Fatah Official to Hamas: We’re A Bigger Enemy Of Israel

AP/Steffen Schmidt

TEL AVIV – Jibril Rajoub, a member of the central committee of Fatah, Palestinian Authority President Mahmoud Abbas’ movement, lashed out at Hamas in a television interview with the al-Quds network, saying that Fatah is Israel’s greatest enemy and not Hamas.

“Don’t preach to us for recognizing Israel and that your weapon is a weapon of resistance,” said Rajoub (pictured). “We care more about you and your pride than what you think. We are patriots.”

Rajoub, who also serves as chief of the Palestinian Football Association and the Palestine Olympic Committee, continued his criticism of Hamas, saying, “You are in no situation to teach Abu Mazen (PA President Mahmoud Abbas) or the Fatah movement.”

The Palestinian official addressed the ultimatum delivered to Israel by Abu Obaida, a spokesperson for Hamas’ military wing, regarding the demands of Palestinian prisoners on hunger strike. The ultimatum threatened that Hamas would expand by 30 the list of Palestinian prisoners for whom it demands release – one prisoner for every day Israel refuses to accept the demands of the hunger strikers.

Rajoub smirked at the ultimatum and said, “What happened that the Al Qassam Brigades threatened Israel? Unfortunately, we’re seeing that they’re harsh with us and merciful (with the Israelis). The Fatah movement is the one that taught you what struggle means and what political maturity is. Who are you? Who are you?”

“In everything regarding the struggle, we are your superiors. Don’t forget your history. From ’67 until ’87 you were running in chains after the students,” continued Rajoub, criticizing Hamas’ leadership for refusing to support and even working to thwart a strike at schools and universities announced by Fatah in the 1980s, before the first Intifada of 1987.

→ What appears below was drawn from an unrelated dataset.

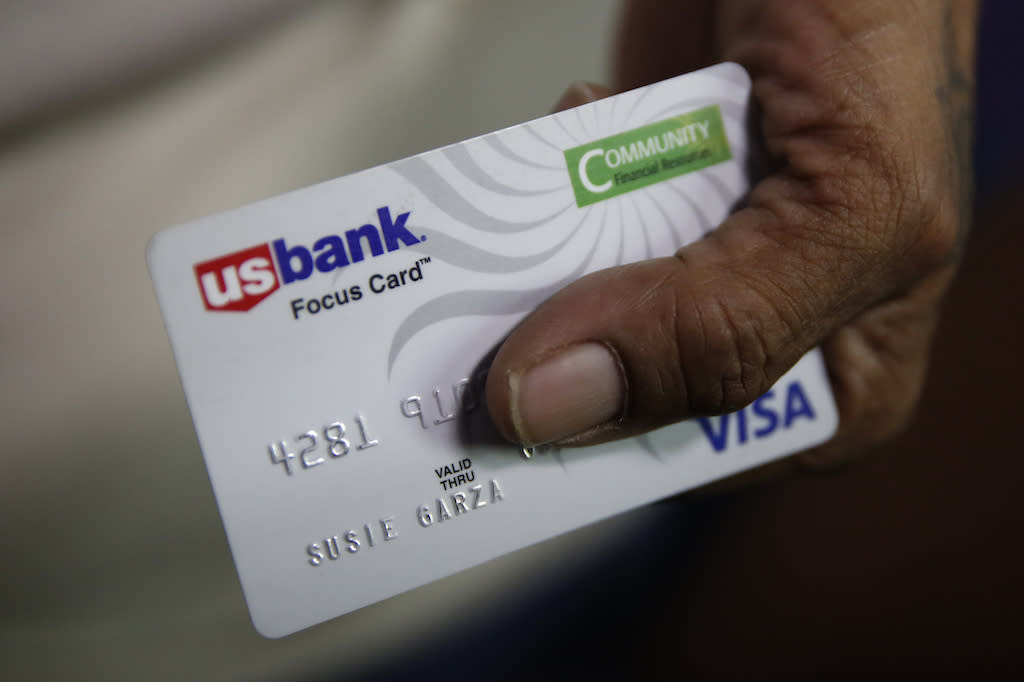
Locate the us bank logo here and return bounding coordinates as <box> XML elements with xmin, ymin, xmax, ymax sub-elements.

Rajoub continued to preach to Hamas about the struggle against Israel, reminding Hamas that “Israel’s greatest enemy is the Fatah movement. Some of you didn’t even pray before 1989.”

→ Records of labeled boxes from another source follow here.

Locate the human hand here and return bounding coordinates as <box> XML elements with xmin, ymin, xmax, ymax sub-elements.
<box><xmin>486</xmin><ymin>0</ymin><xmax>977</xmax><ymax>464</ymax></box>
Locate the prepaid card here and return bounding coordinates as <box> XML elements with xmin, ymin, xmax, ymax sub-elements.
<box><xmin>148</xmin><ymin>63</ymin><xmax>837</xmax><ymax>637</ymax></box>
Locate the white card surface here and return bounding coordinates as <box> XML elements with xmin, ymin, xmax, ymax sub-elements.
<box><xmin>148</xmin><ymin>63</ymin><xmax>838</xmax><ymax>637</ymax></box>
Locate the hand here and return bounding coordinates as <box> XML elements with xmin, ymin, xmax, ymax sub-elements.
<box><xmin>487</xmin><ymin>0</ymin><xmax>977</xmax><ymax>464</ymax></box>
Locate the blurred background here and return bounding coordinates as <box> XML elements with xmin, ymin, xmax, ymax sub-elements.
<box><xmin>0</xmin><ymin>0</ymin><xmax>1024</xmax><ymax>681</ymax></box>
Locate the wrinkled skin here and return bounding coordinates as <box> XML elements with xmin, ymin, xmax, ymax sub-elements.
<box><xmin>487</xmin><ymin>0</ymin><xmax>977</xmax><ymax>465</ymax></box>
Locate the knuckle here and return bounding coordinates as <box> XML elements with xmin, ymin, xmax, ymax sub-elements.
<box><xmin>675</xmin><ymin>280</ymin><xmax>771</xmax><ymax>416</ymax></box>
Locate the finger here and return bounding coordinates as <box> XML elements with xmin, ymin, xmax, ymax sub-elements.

Tensions between Fatah and Hamas have been on the rise over the last few weeks due to the PA’s decision to stop transferring funds to pay its employees living in the Gaza Strip, who haven’t been performing their duties since Hamas took control of the area in 2007. The move was made as part of the PA’s campaign to put pressure on Hamas to return control of the Strip.

In addition, the PA announced that it would stop transferring payments for the electricity provided by the Israeli electric corporation to the Gaza Strip, claiming that Hamas hasn’t been handing over payments made by Gaza residents, worsening the electric crisis in the enclave.

The PA’s decisions led to the two sides blaming each other for the situation, with Hamas accusing the PA of treating Gaza residents like hostages.

As part of the escalation between the two sides, Hamas responded to Abbas’ meeting with U.S. President Donald Trump last week with the claim that Abbas has no authority to represent the Palestinian people or negotiate on its behalf. Hamas spokesperson Dr. Sami Abu Zuhri promised that the movement would reject all of Abbas’ proposals.